Gérard Deneux le 22.08.2021

 

(1)   Il faudrait pouvoir rappeler le jeu cynique des Etats-Unis, plus particulièrement a) contre l’intervention de l’URSS en Afghanistan : soutien aux soi-disant « combattants de la liberté » avec l’aide de supplétifs venus d’Arabie Saoudite notamment Ben Laden… b) leur impassibilité ensuite vis-à-vis de la prise de pouvoir par les talibans puis leur retournement après les attentats à New York en 2001… c) de même, le feu vert donné à Saddam Hussein pour entrer en guerre contre l’Iran khomeyniste et leur retournement lors de la guerre du Golfe (Koweït)…

(2)   Pour en savoir plus :

-        Le bilan anti-ouvrier des Clinton. Pourquoi Washington craint les travailleurs  de Jack Barnes

-        l’interview de Nat London, présentant le livre de Mary-Alice Waters La situation des classes laborieuses aux Etats-Unis d’Amérique,  sur le site Lib-Tropiques – le 19.05.2019

 

 

Encart 1

2021. Le nombre de sans-abris (SDF), recensés par la Fondation Endhomelessnoss, atteint le chiffre de plus de 580 000 dont 400 000 personnes seules et 171 000 familles. 6 sur 10 sont des hommes : 48 % blancs, 39 % noirs, 22 % hispaniques.
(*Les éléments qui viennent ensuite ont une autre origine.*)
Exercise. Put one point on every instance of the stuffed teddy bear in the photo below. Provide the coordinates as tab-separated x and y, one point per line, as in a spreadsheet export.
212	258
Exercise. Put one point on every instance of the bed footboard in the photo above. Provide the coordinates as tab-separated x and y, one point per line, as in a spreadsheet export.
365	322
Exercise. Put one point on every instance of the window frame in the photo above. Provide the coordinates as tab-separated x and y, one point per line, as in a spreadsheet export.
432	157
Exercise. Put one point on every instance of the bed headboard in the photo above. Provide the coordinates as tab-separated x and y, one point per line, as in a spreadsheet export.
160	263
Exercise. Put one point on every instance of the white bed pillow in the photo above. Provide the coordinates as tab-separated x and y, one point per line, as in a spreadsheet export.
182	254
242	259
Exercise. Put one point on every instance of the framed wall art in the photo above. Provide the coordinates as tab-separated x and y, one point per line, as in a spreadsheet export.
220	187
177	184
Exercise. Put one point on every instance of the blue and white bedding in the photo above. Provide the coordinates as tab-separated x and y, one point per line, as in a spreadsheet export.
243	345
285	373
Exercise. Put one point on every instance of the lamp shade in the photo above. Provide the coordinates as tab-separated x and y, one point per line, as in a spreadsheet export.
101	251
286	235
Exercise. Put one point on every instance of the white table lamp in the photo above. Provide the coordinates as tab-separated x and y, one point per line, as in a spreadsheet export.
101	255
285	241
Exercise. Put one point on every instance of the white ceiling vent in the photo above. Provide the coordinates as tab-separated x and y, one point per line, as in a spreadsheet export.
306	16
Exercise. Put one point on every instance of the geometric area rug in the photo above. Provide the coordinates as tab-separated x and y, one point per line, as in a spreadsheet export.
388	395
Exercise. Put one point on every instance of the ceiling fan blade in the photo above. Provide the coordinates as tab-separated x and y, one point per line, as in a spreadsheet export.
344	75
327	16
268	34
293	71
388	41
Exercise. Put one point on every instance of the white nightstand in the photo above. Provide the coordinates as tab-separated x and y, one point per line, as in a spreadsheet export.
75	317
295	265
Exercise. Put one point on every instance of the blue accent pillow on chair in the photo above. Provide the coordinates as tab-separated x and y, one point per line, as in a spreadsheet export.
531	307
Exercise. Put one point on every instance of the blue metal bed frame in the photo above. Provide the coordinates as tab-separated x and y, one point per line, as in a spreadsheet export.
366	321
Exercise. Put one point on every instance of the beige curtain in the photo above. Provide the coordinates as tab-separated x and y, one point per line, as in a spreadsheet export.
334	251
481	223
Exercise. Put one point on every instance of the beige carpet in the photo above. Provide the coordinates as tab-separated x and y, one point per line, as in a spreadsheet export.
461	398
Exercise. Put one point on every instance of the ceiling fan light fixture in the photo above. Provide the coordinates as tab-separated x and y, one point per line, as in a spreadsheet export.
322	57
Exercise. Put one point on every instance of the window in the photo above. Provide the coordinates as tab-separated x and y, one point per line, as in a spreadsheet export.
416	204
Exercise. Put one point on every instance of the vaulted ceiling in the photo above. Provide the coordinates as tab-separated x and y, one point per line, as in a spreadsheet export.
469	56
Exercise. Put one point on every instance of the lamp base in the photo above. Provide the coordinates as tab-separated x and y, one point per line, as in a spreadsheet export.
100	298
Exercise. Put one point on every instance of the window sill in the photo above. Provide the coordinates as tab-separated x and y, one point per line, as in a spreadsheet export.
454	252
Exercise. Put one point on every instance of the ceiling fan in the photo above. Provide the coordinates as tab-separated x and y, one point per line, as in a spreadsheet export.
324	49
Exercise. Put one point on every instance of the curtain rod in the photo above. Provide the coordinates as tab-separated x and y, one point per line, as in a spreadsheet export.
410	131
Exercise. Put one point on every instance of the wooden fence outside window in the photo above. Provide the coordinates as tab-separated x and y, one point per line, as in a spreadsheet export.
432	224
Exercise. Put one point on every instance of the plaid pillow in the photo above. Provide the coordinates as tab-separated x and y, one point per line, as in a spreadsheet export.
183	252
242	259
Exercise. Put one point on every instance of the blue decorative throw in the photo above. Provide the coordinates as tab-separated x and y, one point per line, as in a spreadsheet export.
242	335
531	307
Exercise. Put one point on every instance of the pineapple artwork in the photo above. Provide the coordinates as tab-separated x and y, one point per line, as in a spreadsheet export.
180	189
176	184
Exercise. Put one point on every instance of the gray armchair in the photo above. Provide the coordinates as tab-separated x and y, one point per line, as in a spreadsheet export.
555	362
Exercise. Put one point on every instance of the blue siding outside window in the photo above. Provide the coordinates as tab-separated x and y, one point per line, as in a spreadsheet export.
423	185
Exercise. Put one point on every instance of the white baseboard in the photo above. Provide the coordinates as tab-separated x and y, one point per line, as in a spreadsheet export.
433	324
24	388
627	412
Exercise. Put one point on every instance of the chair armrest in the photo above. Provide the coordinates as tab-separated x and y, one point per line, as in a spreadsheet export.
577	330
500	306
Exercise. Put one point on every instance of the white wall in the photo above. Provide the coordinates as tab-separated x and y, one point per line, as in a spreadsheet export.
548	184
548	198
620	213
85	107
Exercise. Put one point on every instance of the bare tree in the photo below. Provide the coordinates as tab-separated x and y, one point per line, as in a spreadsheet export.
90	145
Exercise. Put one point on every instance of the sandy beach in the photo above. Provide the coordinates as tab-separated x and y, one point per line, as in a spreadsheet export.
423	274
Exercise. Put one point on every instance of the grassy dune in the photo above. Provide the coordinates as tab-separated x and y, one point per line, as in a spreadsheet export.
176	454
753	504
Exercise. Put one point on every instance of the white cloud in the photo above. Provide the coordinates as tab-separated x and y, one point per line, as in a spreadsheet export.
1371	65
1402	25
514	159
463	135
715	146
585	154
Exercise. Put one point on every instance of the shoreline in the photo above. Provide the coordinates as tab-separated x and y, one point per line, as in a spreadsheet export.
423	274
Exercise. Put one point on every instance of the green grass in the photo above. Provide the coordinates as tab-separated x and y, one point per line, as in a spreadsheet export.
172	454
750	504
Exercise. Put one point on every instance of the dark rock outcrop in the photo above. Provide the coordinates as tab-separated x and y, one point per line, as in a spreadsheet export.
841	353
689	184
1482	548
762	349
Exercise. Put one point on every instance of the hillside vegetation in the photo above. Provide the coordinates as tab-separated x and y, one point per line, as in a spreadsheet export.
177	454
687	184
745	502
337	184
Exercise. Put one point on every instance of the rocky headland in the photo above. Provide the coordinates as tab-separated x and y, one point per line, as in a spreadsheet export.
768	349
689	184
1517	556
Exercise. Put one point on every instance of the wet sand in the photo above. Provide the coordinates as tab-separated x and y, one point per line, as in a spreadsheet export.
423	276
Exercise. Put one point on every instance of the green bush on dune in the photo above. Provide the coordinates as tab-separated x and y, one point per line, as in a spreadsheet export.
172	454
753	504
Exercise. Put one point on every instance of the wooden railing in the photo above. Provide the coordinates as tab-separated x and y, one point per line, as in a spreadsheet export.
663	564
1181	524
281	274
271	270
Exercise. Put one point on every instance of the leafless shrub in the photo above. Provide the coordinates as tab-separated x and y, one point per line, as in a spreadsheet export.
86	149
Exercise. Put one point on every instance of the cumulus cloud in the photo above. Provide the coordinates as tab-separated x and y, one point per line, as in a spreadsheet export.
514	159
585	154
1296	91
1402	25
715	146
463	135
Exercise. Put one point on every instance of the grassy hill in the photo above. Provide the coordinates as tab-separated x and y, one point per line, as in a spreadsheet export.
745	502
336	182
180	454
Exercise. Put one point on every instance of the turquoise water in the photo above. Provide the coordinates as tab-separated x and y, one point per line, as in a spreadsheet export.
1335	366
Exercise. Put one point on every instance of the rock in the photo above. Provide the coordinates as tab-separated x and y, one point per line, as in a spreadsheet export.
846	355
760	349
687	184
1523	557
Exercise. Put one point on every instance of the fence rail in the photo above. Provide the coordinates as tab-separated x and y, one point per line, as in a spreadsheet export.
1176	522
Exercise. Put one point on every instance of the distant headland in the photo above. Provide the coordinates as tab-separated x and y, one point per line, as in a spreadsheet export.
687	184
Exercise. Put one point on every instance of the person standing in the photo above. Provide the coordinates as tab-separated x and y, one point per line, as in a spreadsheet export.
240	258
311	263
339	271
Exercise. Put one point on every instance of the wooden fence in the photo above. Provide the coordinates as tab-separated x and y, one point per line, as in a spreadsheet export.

Si le moratoire fédéral sur les expulsions locatives a été prolongé… les aides arrivent difficilement : seuls 3 milliards sur les 47 milliards prévus pour loyers impayés ont été distribués. Et les loyers sont en hausse ! (le Monde du 24.08.2021). A en croire Nat London « une explosion sociale est inévitable mais personne ne peut dire quand ».

 

 

Encart 2

Faut pas désespérer des Etats-uniens !

Nat London, ouvrier nord-américain, militant au Parti Socialiste des Travailleurs (SWP) raconte : « En 1965, faisant suite au mouvement des droits civiques, des groupes d’autodéfense se sont armés. Les soulèvements des quartiers noirs se sont traduits par plus de 1 000 morts mais le système de ségrégation était détruit. En 1966, la majorité des travailleurs s’oppose à la guerre du Vietnam. En 1967, lors du soulèvement des ghettos noirs, des milliers ont été arrêtés et, pour échapper à la prison, un certain nombre se sont engagés dans l’armée puis se sont retournés contre la guerre. En 1970, l’opposition à la guerre concernait 10 millions d’étudiants et lycées. Les forces de police ont tiré à balles réelles… En 1971, deux ans avant l’offensive du Têt et avant les accords de Paris, le mouvement antiguerre dans l’armée était fort, à tel point que le FLN a donné l’ordre de ne plus attaquer les soldats US dans les campagnes ».